À ceux qui me rejettent, principalement les troisième et quatrième générations, je réponds : je n’ai jamais compris la source de leur haine. Pourtant, ils doivent reconnaître mon impact et ma contribution. Mon nom incarne une empreinte, malgré leur rejet.
Le combat des Chagossiens semble aujourd’hui divisé entre ceux établis au Royaume-Uni et ceux restés proches de l’archipel. Cela traduit-il une fracture générationnelle, géographique, ou une évolution des revendications selon les lieux et les générations ?
Je respecte tout le monde. Mais il y a des personnes, notamment de la nouvelle génération, qui ne s’intéressent pas à leurs racines. Sinon, ils seraient en faveur d’un retour. Je connais la réalité.
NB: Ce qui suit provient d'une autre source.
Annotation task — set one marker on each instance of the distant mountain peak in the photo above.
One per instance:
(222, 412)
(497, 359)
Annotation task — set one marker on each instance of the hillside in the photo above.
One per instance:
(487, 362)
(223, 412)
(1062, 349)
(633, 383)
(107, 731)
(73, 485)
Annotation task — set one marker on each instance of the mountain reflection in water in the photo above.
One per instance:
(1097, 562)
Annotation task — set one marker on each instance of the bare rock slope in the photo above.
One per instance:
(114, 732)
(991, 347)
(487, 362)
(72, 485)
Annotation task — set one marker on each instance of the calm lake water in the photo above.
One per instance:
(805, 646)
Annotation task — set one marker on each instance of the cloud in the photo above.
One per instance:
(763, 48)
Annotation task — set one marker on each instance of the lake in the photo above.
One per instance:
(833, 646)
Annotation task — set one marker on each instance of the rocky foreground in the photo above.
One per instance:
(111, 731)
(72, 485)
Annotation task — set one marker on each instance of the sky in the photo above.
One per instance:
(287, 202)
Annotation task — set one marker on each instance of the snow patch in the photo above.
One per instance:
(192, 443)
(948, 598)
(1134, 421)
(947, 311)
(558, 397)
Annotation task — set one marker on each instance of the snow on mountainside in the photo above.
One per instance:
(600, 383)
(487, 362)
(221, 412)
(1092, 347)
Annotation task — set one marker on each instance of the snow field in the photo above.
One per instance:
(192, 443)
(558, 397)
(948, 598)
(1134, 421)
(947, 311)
Les descendants doivent lever leurs mains sept fois au ciel, car c’est grâce aux natifs qu’ils ont le passeport britannique.
Agaléga montre les limites de la souveraineté mauricienne sur un territoire isolé. Pourquoi les Chagos échapperaient-ils au même sort ?
Si Agaléga peut bénéficier d’une gestion autonome, pourquoi les Chagos en seraient-ils exclus ? Paul Bérenger a évoqué un Agalega Council ; une démarche similaire doit être appliquée aux Chagossiens, dont la voix doit être entendue.
Le gouvernement mauricien affirme que la souveraineté sur les Chagos bénéficiera à toute la nation. Mais au-delà du symbole, que gagnera réellement la population mauricienne dans ce nouvel accord ?
En une phrase : la rétrocession des Chagos viendra parfaire l’indépendance de Maurice.